The Privileged Pincer-Metal Platform: Coordination Chemistry & Applications

Table of Contents

1. Frontmatter

2. Modern Organometallic Multidentate Ligand Design Strategies: The Birth of the Privileged “Pincer” Ligand Platform

   Preston A. Chase, Robert A. Gossage, Gerard van Koten

   Abstract

   The seemingly simple tridentate ligand design, one that is now known as the “pincer,” has gained increasing importance in metal–ligand chemistry and in other applications as diverse as organic synthesis, catalysis, and materials science. This chapter describes the historical context in which the pincer ligand platform developed and sketches how Shaw’s research played a crucial early role. The original chemistry, emerging in the late 1970s and early 1980s, is presented which details the synthesis and properties of the first examples of pincer-based organometallic complexes along with a selection of related species. Finally, a connection is made from this early start to the excellent and striving studies that currently are ongoing in pincer chemistry and its applications thereof.

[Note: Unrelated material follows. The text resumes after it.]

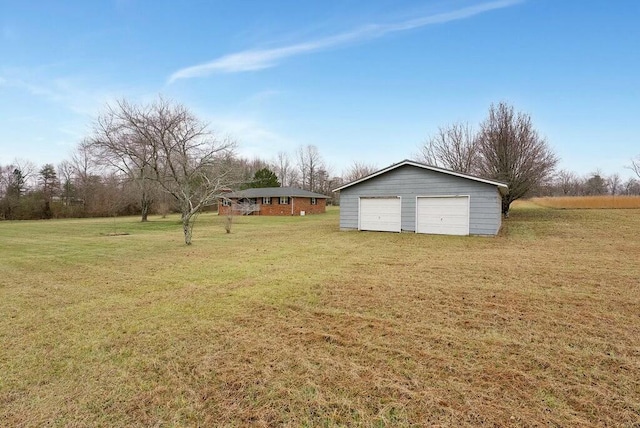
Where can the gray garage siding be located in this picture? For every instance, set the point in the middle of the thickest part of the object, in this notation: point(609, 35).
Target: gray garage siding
point(409, 182)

3. Pincer Complexes of Lithium, Sodium, Magnesium and Related Metals: A Discussion of Solution and Solid-State Aggregated Structure and Reactivity

   Robert A. Gossage

   Abstract

   An overview of the Li, Na, Mg and Cu complexes of the pincer ligands is presented. This discussion will include common techniques and advances in the synthesis of the title materials, their properties (notably in the solid state) and trends in their reactivity. In addition, a brief description of the known “mixed” or hetero-aggregated pincer complexes will also be given.

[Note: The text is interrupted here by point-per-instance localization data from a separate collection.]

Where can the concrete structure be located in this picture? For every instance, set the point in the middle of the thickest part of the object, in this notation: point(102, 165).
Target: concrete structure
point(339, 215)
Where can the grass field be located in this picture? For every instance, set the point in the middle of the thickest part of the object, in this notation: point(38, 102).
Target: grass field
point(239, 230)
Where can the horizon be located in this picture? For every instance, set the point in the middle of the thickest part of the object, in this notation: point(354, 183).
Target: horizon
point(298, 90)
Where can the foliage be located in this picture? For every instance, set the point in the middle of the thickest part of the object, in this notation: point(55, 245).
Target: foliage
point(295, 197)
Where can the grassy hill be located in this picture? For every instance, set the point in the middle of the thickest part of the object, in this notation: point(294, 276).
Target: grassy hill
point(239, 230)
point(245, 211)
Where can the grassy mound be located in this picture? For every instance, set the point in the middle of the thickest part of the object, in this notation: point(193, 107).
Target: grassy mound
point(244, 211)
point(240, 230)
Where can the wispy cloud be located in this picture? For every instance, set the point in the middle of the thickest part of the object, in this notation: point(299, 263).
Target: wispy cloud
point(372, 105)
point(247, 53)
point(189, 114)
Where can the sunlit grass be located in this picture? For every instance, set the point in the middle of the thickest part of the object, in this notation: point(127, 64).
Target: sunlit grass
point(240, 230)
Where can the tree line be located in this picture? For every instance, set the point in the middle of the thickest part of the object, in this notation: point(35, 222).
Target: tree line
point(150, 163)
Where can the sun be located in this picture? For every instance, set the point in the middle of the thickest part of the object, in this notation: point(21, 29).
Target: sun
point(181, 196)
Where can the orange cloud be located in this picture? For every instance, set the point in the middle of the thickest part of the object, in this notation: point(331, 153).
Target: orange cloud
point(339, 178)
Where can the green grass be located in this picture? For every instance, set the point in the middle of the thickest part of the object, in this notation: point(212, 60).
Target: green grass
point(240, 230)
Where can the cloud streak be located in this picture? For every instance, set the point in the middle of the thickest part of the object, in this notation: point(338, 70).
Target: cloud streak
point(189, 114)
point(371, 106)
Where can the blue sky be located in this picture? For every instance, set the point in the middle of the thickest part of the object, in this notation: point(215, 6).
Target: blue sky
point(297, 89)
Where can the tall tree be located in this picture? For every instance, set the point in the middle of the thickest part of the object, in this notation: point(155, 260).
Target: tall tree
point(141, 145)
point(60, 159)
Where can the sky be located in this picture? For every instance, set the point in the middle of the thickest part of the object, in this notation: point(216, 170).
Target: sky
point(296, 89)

4. Late Transition Metal Complexes with Pincer Ligands that Comprise N-Heterocyclic Carbene Donor Sites

   Kevin Farrell, Martin Albrecht

   Abstract

   The incorporation of N-heterocyclic carbenes into the well-established pincer ligand platform entails a number of attractive benefits. For example, NHCs are strong donors, and the metal–carbene bond is often remarkably robust towards oxidative and hydrolytic conditions and thus sustains in air, moisture, and even highly acidic environments. Moreover, NHCs can be readily functionalized and modulated and thus provide excellent opportunities for fine-tuning the properties of a coordinated metal center. As a consequence, the combination of the concepts of pincer ligands and of NHCs has much appeal and continues to attract considerable interest. This chapter summarizes accomplishments over the last 5 years in the domain of pincer carbene complexes containing Group 8–10 metals, including synthetic aspects as well as application of these complexes, which has included in particular catalysis and to a lesser extent materials science and medicinal areas.

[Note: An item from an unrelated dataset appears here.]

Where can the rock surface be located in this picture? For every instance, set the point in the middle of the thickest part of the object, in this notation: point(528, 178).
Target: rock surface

5. Rare Earth Pincer Complexes: Synthesis, Reaction Chemistry, and Catalysis

   Mikko M. Hänninen, Matthew T. Zamora, Paul G. Hayes

   Abstract

   The research field surrounding rare earth pincer complexes has reached a stage where a comprehensive review about the reactivity and catalytic behavior of these species is justified. In this contribution, we begin with a brief introduction on common strategies for the preparation of rare earth pincer complexes, continuing with a section devoted to the versatile reactivity observed for this class of compound. Thereafter, several types of compounds are discussed, including extremely reactive hydrides, cationic species, and intriguing scandium imido complexes. Finally, the last portion of this chapter sums up the hitherto reported catalytic studies, including discussions on ring-opening polymerization of cyclic esters, polymerization of olefins and hydroamination reactions, as well as several examples of more infrequently encountered catalytic processes.

6. New Chemistry with Anionic NNN Pincer Ligands

   Rebecca L. Melen, Lutz H. Gade

   Abstract

   The use of tridentate anionic pincer ligands in organometallic chemistry has gained considerable importance, particularly in the field of homogenous catalysis. This chapter focuses on the recent developments of anionic tridentate NNN pincer ligands from their synthesis to coordination chemistry and their applications in forming stable transition metal complexes for applications in catalytic transformations.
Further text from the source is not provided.